Local companies in finance, publishing, media and utility industries currently utilize the tool, Noble said. So far, Associated Electric Cooperative Inc., Central Bank of the Ozarks, KOLR 10 and Springfield Business Journal have signed on for access to the data.
Noble said the companies are able to apply needs-based insights to various applications, such as product development, advertising and messaging.
After being approached by Noble early this year, Central Bank officials quickly got on board, said Andrew Tasset, vice president and marketing manager.
“It sounded like a very interesting marketing approach,” he said.
CultureWaves provided the companies a Springfield-designated market area report compiled from data pulled in May from more than 85,000 devices, such as cellphones and computers, and observed over 45,000 web domains, Noble said. The Springfield DMA, which he said is a broadcast term used to help describe an advertiser’s reach, stretched across 30 counties.
Noble stressed protecting the privacy of consumers is a chief concern for CultureWaves when collecting data. In doing so, only data that is transparent, aggregated, anonymous and doesn’t violate personally identifiable information standards is used.
“We do not collect information from social media,” he said.
Noble said traditional segmentation, which includes geographic and demographic variables, involves subjective learning, such as surveys. He believes those only take a marketer so far when it comes to reporting data and they do little to help companies with messaging and relevancy. It can take four to eight months and cost hundreds of thousands of dollars, he added.
“You can do this in a quarter of the time for a fraction of the cost,” he said of the DMA project for which data information was compiled over one month.
Tasset said an upside is that the data provides a strictly local view.
“We can better understand who we are marketing to in the Springfield metro and not have to rely on national data,” he said. “It’s a more precise and targeted way to market to new customers and ultimately it’s being more savvy with our marketing dollars.”
The Springfield DMA project cost, which landed in the $65,000-$75,000 range, was split among the four local companies, said David Nehmer, CultureWaves president.
From data analysis of the Springfield DMA, made up of around 409,000 households, a total of eight personas were created with the audience size broken down by percentage. Personas are a combined description of a set group of people with similar interests and affinities. The top persona, at 20.6 percent, was the Time Consumer, which has news and online gaming as content drivers. This particular persona is made up of Generation Z and millennials and, characteristically, gives someone about 3 seconds to start a conversation, Noble said.

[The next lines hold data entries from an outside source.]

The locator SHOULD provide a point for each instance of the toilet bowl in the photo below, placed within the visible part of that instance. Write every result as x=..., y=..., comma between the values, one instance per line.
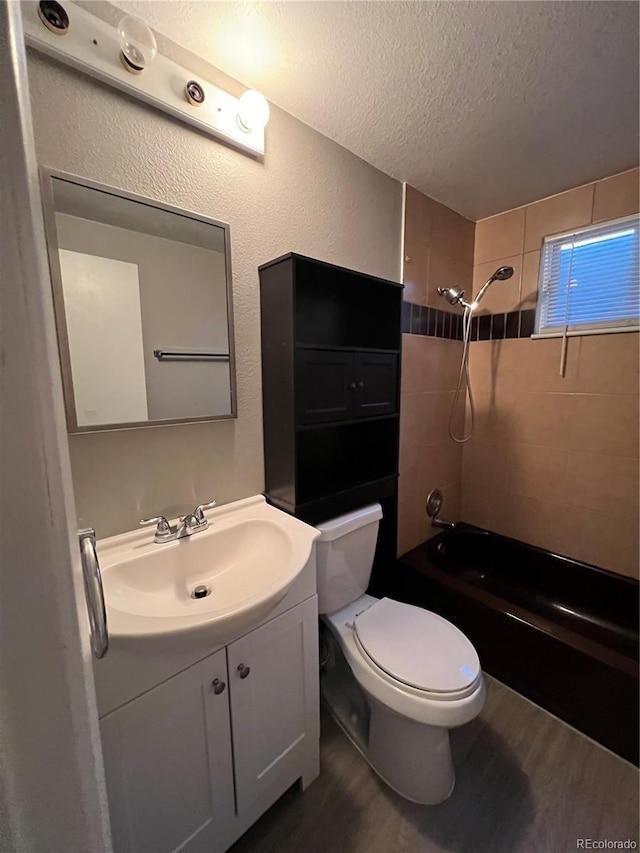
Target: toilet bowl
x=395, y=677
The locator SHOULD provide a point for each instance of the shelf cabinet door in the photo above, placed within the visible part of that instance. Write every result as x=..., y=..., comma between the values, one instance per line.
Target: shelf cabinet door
x=376, y=380
x=274, y=703
x=168, y=765
x=324, y=386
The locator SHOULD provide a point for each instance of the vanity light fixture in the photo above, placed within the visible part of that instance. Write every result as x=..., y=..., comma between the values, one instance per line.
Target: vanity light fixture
x=253, y=111
x=127, y=58
x=53, y=16
x=137, y=44
x=194, y=93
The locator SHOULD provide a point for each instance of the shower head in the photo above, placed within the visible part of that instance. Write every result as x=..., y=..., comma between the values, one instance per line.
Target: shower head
x=453, y=295
x=502, y=274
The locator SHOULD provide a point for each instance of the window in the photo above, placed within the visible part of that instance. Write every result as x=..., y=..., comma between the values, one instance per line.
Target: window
x=589, y=280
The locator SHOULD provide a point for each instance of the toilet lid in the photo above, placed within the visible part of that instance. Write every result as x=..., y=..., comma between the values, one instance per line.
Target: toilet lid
x=417, y=647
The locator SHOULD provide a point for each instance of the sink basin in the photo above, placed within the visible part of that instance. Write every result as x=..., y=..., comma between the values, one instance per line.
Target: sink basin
x=243, y=565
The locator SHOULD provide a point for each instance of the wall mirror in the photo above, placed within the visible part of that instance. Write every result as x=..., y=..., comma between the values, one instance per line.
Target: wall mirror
x=142, y=297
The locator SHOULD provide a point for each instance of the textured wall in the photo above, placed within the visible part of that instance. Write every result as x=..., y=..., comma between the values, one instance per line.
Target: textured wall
x=554, y=460
x=309, y=196
x=438, y=251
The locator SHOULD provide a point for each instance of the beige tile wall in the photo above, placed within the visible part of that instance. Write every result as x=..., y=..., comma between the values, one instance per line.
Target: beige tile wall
x=438, y=252
x=554, y=460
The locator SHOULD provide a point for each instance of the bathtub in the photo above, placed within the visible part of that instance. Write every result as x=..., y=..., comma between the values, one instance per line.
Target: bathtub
x=561, y=632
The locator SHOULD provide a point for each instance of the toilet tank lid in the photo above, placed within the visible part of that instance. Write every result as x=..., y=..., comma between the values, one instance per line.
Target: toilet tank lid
x=343, y=524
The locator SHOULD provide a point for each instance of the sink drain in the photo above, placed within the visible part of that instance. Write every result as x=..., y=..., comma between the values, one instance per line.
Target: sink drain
x=201, y=591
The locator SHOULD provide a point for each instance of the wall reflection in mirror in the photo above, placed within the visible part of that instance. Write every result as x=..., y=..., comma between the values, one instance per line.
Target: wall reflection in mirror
x=142, y=295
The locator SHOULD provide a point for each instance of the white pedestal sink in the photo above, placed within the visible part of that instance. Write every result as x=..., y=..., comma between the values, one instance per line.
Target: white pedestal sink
x=247, y=559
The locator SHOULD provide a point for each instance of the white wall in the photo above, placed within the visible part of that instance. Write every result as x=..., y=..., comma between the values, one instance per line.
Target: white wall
x=309, y=195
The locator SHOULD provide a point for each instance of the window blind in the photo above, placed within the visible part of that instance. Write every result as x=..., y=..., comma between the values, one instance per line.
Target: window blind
x=590, y=279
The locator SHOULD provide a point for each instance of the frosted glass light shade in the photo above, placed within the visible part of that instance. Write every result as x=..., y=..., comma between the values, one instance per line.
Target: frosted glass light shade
x=137, y=43
x=253, y=111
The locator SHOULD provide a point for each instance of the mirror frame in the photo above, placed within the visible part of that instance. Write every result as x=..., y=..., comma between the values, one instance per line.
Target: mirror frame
x=47, y=175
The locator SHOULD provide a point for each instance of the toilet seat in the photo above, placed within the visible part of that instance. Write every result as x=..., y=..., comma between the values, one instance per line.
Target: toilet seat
x=418, y=648
x=436, y=709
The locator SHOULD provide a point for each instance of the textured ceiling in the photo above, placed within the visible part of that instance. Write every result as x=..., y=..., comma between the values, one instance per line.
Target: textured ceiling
x=482, y=105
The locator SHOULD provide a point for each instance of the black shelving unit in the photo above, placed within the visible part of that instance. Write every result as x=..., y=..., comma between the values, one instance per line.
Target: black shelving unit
x=331, y=347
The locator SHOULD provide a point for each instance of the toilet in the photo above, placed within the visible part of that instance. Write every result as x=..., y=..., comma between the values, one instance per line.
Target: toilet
x=395, y=677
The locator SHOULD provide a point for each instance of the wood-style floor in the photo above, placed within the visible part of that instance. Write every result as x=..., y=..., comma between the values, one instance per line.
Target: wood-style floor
x=526, y=783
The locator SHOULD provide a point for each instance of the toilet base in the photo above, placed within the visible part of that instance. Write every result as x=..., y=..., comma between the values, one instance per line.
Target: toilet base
x=413, y=758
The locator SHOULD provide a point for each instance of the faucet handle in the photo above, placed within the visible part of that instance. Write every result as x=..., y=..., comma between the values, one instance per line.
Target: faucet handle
x=162, y=525
x=199, y=511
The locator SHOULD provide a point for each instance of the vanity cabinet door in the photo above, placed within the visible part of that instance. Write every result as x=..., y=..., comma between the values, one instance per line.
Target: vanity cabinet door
x=168, y=765
x=273, y=673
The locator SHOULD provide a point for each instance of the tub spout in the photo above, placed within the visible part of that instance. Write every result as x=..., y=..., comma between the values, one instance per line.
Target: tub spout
x=440, y=522
x=434, y=505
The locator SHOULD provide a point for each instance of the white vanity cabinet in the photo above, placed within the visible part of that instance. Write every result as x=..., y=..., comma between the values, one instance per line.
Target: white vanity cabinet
x=194, y=761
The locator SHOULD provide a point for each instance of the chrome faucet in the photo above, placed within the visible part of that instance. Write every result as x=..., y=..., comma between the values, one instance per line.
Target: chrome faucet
x=187, y=525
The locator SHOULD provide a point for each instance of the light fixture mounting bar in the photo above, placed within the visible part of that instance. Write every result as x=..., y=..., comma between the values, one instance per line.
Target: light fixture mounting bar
x=92, y=47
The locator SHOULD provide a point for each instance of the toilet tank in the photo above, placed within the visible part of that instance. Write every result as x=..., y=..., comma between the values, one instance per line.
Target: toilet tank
x=344, y=557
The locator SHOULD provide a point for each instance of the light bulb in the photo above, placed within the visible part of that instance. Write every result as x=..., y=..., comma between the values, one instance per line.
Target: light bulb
x=137, y=43
x=253, y=111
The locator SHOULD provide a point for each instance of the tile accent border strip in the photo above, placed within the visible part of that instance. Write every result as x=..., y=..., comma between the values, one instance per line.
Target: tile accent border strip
x=436, y=323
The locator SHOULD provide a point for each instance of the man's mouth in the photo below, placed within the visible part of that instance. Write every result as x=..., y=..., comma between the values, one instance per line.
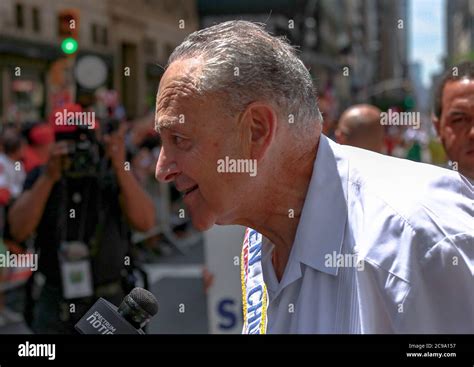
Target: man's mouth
x=190, y=190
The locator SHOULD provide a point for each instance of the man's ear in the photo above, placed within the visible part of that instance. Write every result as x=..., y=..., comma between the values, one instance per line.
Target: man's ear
x=436, y=123
x=340, y=137
x=259, y=122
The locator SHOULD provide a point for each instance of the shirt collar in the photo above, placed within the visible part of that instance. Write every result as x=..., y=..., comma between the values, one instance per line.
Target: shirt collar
x=321, y=228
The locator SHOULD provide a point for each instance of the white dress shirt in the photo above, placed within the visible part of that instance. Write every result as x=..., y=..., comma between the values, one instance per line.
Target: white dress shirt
x=405, y=232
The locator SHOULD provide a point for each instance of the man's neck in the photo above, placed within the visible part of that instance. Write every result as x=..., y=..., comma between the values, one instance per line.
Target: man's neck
x=278, y=215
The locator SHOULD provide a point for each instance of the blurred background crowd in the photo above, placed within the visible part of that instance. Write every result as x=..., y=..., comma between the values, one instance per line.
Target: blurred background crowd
x=109, y=63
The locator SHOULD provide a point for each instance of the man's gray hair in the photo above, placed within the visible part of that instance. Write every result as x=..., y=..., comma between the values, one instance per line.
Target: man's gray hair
x=248, y=64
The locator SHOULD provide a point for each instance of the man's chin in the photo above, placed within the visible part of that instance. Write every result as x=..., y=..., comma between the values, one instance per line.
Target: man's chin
x=202, y=223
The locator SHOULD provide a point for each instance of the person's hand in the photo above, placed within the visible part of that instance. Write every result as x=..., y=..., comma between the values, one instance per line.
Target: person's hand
x=208, y=279
x=115, y=147
x=56, y=159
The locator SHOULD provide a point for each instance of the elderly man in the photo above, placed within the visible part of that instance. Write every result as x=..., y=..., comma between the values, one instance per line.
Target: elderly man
x=343, y=240
x=453, y=116
x=359, y=126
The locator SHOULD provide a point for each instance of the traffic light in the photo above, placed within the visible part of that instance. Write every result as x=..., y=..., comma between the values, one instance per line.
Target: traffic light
x=68, y=30
x=408, y=103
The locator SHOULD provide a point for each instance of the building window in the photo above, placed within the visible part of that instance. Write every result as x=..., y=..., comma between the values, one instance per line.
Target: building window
x=94, y=34
x=36, y=20
x=100, y=35
x=19, y=15
x=105, y=36
x=149, y=47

If the information is relevant to them, they’ll give another 30 seconds to make a point.
A second DMA report also was produced. It removed Springfield and Branson to essentially eliminate the urban influences, Nehmer said. Top personas in it are the Imitator, the Seeker and the Prudent, which indicated a more adult-minded and family-oriented audience.
The May data included student devices and behaviors, and the researchers say they’re considering a winter data pull to measure seasonality.
“Our market shifts every summer as the students depart and tourists arrive,” Nehmer said. “We can see where the shifts are. What’s great about behavior is it’s constantly evolving. … No matter how people feel today, they may very well feel different in six months.”
Noble believes Voice can serve as a “laboratory for the future” to help marketers keep their brands viable and relevant.
“It’s going to force brands to be more message relevant and help the consumer who is really busy … better understand what’s being offered at the time,” he said.
Brands customarily market against reported and panel data insights to determine the who, what, when and where of consumer activity, Noble said. Voice is designed to understand the why, he added.
Nehmer said CultureWaves is visiting with other companies to pitch the data generated from the DMA report, and additional markets, including some out of state, also are being considered.